Je veux continuer à travailler avec elle, s’était-elle dit à ce moment-là.

Un bruit la tira de sa rêverie. Ayané, assise en face d’elle, venait de poser sa chope sur la table. À cette heure-ci, d’ordinaire, Ann’s House était rempli de femmes occupées à couper et à coudre, mais aujourd’hui, elles y étaient seules toutes les deux. L’atelier n’avait pas encore rouvert.

— Ah bon… souffla Ayané en serrant sa tasse entre ses mains. Si c’est ce que tu as décidé, je n’y peux rien.

— Je suis désolée de me montrer si égoïste, dit Hiromi en baissant la tête.

— Je ne te demande pas de t’excuser. Moi aussi, je me disais que continuer comme avant ne serait pas facile. Et j’étais arrivée à la même conclusion.

— Tout est ma faute. Les mots me manquent pour…
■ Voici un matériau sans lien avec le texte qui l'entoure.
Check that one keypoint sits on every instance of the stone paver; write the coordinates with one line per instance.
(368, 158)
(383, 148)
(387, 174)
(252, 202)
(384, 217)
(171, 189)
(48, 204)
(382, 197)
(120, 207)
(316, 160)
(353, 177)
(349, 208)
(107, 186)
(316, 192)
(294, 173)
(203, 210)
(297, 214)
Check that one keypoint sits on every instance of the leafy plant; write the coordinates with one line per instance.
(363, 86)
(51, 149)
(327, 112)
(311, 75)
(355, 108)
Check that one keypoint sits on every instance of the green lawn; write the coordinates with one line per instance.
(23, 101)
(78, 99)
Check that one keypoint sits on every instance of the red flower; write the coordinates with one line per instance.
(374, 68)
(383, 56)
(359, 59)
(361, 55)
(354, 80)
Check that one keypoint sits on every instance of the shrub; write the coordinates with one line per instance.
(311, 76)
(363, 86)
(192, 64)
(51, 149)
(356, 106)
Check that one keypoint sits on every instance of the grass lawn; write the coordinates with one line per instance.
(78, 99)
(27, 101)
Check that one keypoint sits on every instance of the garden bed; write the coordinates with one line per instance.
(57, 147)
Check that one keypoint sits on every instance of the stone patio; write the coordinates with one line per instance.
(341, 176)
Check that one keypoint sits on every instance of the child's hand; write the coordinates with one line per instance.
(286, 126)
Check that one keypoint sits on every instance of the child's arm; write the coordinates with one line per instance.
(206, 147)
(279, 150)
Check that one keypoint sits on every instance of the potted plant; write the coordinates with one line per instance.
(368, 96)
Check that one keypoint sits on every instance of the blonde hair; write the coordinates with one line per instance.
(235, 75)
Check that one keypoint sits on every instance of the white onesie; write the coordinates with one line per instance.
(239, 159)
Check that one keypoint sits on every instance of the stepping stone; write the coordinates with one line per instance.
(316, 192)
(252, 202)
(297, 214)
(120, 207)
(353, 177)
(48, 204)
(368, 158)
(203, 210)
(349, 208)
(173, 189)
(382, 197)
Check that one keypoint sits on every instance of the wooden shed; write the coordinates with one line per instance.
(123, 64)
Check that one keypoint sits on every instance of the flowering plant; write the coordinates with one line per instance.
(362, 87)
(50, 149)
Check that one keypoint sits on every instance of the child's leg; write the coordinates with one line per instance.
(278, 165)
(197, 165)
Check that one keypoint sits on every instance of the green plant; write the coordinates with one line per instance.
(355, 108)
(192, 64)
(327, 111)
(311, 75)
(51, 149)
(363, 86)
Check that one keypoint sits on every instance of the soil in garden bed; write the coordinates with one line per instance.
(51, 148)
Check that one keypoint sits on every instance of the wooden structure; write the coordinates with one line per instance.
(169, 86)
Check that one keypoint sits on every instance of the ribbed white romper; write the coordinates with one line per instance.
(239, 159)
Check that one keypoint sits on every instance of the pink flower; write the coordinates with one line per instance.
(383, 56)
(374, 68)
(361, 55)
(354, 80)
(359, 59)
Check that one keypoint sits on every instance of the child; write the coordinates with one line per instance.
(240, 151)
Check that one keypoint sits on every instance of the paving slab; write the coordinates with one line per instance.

— Cessons d’en parler. Je n’ai aucune envie d’entendre à nouveau tes excuses.

— Oh… Pardon…

Hiromi rentra la tête dans les épaules. Elle avait les larmes aux yeux mais ne voulait pas le lui montrer. Elle pensait que cela déplairait à Ayané.

Elle l’avait appelée pour lui dire qu’elle voulait lui parler et Ayané lui avait donné rendez-vous à l’atelier sans lui poser aucune question. Hiromi s’était dit qu’elle avait choisi cet endroit sans doute parce qu’elle avait deviné les intentions de son assistante.